For $350 million any stadium should look good. Unfortunately, USF seems to have the mindset of Congress...spend money that doesn't exist or is completely reckless. The difference....USF just can't make money up out of thin air, and let over 330 million people foot the bill (directly and/or indirectly). They should have been pushing for this back when we did. The gap between the halves and the have-nots is growing, and costs are skyrocketing for everything. This sounds like a way to bury their program for sure. They need to get creative.....very creative. Tulane's Yulman Stadium seats 30k and cost 73 million (opened in 2014). They got 32.5 million of that cost from 2 megadonors. That project probably costs at least double that now.
For a more modern-day example pulled from Wikipedia, San Diego State got involved with a major city/state college-wide project, with 310 million in costs incurred on a 35K multi-purpose stadium to be opened this season. That means SDSU is not on the hook for all of this. The only specifics I could find on who is responsible for the $310 million is in the article at this link:
https://www.sandiegouniontribune.co.../story/2020-03-24/sdsu-mission-valley-stadium
"The entire $3.5 billion SDSU Mission Valley project includes housing, office and retail space, hotels, and 80 acres (32 ha) of parks and open space, including a 34 acres (14 ha) acre river park along the
San Diego River on adjacent city property, and will be developed in phases over 10–15 years. The stadium will seat 35,000 fans and is being built to support college football, non-football NCAA championship games, professional soccer, rugby, lacrosse, and special events such as concerts. The stadium was designed to be expandable to a capacity of 55,000 (complete with a plan and renderings for such an expansion) or more to accommodate a prospective NFL return to San Diego and/or future needs of the Aztecs football team.

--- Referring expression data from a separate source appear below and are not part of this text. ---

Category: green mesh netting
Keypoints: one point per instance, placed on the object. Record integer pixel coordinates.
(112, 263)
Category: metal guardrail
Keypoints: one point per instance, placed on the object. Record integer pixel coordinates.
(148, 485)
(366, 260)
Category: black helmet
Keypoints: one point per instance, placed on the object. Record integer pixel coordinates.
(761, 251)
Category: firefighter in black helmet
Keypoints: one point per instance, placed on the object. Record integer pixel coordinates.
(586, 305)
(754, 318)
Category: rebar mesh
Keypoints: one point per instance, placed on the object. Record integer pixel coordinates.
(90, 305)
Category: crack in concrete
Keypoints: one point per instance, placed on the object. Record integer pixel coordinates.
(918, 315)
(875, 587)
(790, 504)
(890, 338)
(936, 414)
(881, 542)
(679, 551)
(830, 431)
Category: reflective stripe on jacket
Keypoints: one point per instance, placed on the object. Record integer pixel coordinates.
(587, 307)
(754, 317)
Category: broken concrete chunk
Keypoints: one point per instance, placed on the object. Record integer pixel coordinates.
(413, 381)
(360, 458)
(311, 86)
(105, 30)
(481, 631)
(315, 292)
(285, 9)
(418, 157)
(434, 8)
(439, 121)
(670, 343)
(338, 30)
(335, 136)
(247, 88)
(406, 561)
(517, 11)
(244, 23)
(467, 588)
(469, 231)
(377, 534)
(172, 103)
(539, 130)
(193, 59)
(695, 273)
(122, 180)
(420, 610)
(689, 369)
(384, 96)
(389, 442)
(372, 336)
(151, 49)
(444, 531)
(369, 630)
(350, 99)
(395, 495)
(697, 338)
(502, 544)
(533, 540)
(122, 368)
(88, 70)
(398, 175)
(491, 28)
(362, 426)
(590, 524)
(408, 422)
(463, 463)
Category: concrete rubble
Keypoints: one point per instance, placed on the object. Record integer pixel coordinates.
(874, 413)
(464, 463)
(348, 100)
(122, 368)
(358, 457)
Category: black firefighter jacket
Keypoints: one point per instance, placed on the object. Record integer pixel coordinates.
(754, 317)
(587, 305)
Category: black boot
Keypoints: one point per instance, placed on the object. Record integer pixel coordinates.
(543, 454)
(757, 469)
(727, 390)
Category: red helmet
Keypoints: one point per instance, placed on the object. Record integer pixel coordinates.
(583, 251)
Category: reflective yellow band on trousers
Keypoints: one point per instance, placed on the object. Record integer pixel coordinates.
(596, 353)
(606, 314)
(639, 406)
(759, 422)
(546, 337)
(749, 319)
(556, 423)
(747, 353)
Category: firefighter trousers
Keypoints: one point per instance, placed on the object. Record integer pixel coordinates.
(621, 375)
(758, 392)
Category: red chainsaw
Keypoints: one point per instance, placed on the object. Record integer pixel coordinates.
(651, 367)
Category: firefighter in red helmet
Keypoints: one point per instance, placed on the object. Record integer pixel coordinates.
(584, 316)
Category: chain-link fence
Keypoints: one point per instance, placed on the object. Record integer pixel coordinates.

On December 6, 2021, San Diego State announced a naming rights agreement with
Qualcomm, who also owned the naming rights to the original stadium. The stadium will be known as Snapdragon Stadium, named after Qualcomm's
Snapdragon brand of
Systems on a chip.
On December 15, 2021,
San Diego Wave FC of the
National Women's Soccer League (NWSL) announced it would move to Snapdragon Stadium starting in September 2022 following the stadium's completion; the club began its inaugural 2022 season at
Torero Stadium at the
University of San Diego.
In January 2022, it was announced that San Diego would be home to the
2023 World Lacrosse Championship, with Snapdragon Stadium to be the primary venue.
On February 2, 2022, the
San Diego Legion of
Major League Rugby (MLR) announced Snapdragon Stadium to be their new home beginning in 2023."
Unless USF gets some kind of project lined-up like this, I don't see how they can afford to stay in the arms race.